The ability for good practices is already there, just too many people would rather complain about their bad practices to bother learning the good practices and blame the language.
1. I require more of an explanation as to what you mean by decrease scope. I could interpret that in different ways.
2. Sure, I understand the discipline necessary to prevent that is difficult in a team setting. I would say that likely at reaching that point something went wrong before then. That seems a tooling problem, not a language problem. How many languages provide features out-of-the-box that assist with discovering unused code without some form of third-party exploring that space?
3. In what way? What scope problems? I can think of several bad practices that lead to scope problems. I can think of examples of two people following two different best practices creating such problems.
4. I know it's not exactly a fair thing to say, but I don't have those issues with the example you provide. I'm sure there's plenty of examples of showing how to do it.

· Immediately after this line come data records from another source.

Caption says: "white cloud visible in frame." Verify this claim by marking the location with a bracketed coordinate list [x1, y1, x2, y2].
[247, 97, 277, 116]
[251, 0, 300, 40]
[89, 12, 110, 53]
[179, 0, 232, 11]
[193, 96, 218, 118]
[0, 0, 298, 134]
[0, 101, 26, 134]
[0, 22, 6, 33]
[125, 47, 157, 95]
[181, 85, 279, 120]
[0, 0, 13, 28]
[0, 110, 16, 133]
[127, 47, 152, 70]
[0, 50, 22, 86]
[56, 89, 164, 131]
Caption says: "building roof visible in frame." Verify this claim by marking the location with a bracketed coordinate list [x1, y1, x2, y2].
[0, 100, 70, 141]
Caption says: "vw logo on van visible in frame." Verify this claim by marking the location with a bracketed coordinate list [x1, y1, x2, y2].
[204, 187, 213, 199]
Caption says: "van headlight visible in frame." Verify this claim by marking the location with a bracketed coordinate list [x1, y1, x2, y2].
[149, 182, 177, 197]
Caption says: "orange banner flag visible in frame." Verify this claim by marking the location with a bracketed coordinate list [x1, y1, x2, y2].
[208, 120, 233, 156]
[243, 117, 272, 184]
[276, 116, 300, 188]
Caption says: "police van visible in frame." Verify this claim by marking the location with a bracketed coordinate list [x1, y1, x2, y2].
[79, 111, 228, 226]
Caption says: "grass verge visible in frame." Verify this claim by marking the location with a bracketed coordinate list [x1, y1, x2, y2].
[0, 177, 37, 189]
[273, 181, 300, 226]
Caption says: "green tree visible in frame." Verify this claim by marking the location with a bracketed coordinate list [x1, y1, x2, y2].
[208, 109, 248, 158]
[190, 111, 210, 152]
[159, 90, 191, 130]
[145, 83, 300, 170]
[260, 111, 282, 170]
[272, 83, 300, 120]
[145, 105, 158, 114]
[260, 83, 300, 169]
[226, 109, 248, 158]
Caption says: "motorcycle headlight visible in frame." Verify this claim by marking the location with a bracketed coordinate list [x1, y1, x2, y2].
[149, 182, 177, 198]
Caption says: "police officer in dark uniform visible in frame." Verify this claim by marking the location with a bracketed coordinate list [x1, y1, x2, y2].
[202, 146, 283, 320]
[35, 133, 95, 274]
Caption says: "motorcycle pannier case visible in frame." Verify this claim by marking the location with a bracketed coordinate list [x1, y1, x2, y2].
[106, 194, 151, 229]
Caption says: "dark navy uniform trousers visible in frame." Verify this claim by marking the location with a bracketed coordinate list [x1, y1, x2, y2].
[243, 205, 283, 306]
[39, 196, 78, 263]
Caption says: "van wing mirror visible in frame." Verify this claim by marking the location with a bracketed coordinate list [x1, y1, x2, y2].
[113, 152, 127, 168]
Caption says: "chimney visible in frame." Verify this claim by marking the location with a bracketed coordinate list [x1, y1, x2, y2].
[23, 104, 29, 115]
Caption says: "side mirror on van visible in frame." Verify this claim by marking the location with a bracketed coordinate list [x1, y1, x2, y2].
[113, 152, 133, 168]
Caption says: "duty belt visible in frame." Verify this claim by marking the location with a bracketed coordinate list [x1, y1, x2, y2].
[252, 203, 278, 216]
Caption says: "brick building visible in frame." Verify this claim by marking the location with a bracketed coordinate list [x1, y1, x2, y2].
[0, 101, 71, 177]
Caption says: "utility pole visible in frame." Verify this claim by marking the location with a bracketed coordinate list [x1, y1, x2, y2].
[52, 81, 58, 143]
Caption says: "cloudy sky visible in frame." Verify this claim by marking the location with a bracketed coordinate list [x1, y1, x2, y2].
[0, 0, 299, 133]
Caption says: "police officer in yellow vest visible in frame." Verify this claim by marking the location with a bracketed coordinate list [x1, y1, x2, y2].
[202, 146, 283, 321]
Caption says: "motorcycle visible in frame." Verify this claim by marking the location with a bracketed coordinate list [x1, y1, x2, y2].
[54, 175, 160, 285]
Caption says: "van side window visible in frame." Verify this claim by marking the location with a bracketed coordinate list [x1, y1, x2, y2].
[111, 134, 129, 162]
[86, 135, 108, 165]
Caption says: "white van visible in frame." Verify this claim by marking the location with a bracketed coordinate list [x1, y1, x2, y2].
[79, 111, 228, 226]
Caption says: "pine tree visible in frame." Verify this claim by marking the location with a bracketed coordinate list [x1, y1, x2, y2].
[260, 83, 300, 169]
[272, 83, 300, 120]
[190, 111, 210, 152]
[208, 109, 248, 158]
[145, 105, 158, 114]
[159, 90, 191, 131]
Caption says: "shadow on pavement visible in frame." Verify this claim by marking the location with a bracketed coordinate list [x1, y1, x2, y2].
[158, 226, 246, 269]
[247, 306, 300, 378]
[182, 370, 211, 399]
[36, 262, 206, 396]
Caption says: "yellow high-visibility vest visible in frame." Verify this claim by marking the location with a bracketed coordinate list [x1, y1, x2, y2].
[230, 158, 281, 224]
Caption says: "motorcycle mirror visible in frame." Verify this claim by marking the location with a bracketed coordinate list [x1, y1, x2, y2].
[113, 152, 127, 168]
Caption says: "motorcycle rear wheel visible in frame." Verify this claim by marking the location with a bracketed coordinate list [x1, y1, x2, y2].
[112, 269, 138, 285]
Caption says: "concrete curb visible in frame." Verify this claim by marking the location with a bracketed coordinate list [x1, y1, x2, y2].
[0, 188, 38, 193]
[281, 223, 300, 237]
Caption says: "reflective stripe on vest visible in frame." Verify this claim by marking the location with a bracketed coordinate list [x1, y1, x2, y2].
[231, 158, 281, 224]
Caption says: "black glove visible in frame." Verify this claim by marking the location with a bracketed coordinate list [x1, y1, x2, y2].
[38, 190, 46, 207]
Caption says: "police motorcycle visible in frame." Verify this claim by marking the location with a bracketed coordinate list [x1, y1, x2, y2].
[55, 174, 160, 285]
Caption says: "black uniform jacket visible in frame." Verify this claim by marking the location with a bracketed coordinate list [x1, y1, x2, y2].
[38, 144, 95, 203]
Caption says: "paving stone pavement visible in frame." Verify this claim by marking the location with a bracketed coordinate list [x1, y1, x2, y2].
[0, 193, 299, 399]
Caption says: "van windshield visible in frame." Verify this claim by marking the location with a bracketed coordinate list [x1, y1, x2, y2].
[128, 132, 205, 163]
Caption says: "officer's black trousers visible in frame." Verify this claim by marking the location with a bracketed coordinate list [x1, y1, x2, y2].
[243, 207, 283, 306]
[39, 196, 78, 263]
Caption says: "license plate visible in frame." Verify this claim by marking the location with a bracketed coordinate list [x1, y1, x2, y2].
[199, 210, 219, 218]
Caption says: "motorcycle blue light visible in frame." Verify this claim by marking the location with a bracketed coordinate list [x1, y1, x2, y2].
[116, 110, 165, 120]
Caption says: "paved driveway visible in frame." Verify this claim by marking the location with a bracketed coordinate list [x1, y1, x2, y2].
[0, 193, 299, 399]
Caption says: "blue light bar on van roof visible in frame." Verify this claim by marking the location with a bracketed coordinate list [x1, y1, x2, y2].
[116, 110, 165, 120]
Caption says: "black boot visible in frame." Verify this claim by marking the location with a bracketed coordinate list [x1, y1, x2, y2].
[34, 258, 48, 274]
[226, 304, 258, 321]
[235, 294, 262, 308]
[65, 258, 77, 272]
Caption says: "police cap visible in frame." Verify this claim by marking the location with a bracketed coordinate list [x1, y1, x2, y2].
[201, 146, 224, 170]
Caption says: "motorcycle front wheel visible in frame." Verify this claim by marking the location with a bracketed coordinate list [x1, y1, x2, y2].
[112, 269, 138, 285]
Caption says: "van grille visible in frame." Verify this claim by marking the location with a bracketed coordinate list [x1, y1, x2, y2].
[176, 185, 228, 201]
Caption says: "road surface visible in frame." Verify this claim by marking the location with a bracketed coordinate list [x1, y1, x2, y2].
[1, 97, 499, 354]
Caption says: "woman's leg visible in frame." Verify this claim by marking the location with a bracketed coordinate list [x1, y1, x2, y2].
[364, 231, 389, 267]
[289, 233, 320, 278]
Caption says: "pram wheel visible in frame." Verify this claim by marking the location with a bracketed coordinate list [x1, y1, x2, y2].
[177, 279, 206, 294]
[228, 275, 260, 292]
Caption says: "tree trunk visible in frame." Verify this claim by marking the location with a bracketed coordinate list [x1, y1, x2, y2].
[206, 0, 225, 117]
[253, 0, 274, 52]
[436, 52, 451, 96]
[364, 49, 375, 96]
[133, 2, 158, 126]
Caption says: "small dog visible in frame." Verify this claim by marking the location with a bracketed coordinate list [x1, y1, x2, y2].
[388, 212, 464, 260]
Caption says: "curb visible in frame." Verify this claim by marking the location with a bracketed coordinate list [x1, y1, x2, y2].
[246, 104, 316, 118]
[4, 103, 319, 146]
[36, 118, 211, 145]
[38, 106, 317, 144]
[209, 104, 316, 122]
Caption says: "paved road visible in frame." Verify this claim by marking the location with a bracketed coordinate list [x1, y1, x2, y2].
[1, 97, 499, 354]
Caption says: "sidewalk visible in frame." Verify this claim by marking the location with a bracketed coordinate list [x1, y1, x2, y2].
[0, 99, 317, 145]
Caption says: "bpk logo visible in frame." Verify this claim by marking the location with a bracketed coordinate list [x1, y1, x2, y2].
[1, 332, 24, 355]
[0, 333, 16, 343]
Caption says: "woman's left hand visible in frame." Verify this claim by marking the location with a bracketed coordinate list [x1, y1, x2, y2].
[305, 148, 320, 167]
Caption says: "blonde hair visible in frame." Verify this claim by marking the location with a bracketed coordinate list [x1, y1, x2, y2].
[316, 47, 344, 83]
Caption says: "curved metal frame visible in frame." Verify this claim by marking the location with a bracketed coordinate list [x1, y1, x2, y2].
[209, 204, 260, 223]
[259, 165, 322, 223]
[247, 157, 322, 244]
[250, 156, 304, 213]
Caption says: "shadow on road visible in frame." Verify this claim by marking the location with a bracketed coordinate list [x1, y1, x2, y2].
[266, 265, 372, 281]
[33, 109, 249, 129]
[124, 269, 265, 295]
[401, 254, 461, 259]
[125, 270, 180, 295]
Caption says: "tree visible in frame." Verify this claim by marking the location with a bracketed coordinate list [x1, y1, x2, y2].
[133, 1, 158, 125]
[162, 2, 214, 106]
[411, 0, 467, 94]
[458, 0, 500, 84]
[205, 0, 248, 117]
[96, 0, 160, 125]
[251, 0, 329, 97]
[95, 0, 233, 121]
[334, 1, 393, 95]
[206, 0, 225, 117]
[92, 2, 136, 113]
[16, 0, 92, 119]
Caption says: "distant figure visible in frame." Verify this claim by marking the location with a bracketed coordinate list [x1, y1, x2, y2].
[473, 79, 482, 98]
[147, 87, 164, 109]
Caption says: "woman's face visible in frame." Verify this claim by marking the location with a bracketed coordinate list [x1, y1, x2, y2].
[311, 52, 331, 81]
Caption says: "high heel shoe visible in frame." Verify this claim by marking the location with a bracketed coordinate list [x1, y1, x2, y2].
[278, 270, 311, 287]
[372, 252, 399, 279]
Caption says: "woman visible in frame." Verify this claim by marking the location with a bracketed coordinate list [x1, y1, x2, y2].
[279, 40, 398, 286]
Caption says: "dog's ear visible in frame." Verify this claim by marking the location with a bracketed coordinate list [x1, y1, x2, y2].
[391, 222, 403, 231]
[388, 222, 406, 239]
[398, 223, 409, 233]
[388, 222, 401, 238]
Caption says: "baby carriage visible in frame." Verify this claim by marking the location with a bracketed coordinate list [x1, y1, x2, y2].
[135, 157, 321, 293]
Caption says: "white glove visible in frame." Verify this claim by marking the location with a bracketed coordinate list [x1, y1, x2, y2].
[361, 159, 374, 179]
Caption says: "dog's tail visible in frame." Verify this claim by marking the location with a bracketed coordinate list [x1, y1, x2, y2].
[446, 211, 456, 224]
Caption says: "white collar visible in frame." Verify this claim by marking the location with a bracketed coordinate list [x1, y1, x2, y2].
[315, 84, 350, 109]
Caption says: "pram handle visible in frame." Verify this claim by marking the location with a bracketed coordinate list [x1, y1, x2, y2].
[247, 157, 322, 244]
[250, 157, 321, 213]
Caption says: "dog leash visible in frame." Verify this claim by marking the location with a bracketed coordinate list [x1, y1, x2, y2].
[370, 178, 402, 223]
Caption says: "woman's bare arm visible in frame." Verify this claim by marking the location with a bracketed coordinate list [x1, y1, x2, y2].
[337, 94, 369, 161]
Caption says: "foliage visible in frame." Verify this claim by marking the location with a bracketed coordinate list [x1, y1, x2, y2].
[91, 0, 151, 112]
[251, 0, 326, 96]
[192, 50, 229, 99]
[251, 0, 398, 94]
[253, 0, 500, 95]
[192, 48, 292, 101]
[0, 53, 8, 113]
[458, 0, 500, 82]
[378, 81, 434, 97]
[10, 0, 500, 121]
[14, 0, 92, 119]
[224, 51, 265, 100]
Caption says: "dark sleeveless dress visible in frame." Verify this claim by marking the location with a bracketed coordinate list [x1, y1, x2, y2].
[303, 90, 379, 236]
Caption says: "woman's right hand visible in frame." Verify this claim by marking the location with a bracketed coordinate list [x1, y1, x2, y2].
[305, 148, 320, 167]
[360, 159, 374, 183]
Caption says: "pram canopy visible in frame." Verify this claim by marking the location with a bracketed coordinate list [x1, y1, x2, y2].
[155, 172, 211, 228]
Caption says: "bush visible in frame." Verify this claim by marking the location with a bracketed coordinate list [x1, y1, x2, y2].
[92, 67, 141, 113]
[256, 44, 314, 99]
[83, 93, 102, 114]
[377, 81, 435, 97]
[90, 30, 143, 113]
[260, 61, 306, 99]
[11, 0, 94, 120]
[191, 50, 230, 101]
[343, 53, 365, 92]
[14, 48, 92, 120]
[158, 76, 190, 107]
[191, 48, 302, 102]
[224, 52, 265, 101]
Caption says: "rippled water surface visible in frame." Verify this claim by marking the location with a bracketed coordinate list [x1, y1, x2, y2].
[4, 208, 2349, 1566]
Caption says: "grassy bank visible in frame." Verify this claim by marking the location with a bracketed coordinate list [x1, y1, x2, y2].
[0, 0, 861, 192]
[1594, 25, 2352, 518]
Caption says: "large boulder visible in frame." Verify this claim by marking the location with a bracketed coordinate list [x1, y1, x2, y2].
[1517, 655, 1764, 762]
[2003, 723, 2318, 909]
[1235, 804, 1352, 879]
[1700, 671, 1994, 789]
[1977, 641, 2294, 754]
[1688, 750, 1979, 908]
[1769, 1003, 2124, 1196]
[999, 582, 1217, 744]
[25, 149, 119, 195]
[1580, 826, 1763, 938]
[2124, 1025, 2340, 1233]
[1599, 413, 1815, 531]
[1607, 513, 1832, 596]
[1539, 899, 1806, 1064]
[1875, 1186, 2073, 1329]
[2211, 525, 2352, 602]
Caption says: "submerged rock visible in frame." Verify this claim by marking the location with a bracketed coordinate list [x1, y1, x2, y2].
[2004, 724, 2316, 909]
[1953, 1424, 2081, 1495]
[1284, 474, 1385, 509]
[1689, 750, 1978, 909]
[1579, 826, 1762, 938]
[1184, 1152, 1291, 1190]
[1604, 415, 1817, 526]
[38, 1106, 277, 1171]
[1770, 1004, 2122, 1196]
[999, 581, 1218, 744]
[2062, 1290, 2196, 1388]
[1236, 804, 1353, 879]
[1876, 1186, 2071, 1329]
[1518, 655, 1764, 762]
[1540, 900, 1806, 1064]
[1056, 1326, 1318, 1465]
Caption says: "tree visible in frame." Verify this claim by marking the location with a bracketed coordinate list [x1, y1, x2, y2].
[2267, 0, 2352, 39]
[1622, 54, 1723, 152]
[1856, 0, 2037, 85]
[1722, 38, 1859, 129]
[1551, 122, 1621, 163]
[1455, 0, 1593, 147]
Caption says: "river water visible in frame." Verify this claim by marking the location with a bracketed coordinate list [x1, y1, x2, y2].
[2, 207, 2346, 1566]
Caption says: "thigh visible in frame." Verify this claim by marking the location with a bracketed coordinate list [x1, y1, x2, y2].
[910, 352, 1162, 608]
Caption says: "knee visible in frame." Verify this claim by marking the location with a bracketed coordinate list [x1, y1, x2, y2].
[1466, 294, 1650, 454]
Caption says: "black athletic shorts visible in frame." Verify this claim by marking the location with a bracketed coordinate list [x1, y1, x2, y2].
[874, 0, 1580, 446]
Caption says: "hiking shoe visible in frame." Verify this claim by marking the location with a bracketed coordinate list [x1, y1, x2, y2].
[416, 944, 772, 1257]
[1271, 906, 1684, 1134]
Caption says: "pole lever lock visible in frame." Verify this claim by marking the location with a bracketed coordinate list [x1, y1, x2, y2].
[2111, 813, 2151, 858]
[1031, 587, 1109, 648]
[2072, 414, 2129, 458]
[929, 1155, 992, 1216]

5. Flex. But, granted, old practices didn't handle vertical issues well because originally HTML wasn't intended for that.
6. In what way? Do you mean variables from a pre-processor or CSS custom properties?
I'm sure there are more, just like almost all languages have their quirks and issues that make it difficult to address if not understood. Do you have any other examples that we could discuss? Are there any specific use cases where you are having difficulties that I might be able to help out with?
If the language were better, they would have learned the good practices while they learned the language, and they wouldn't even be able to express bad practices without extra effort.
I've seen far too many bad languages come and go to believe that anymore. People used to say that about PHP and VB6 too.
PHP eventually stopped with the "only bad programmers use me badly" and grew up, and VB6 died. A win in both cases.
CSS could be far better; and bad practices won't disappear until doing it the right way is easier than doing it the wrong way.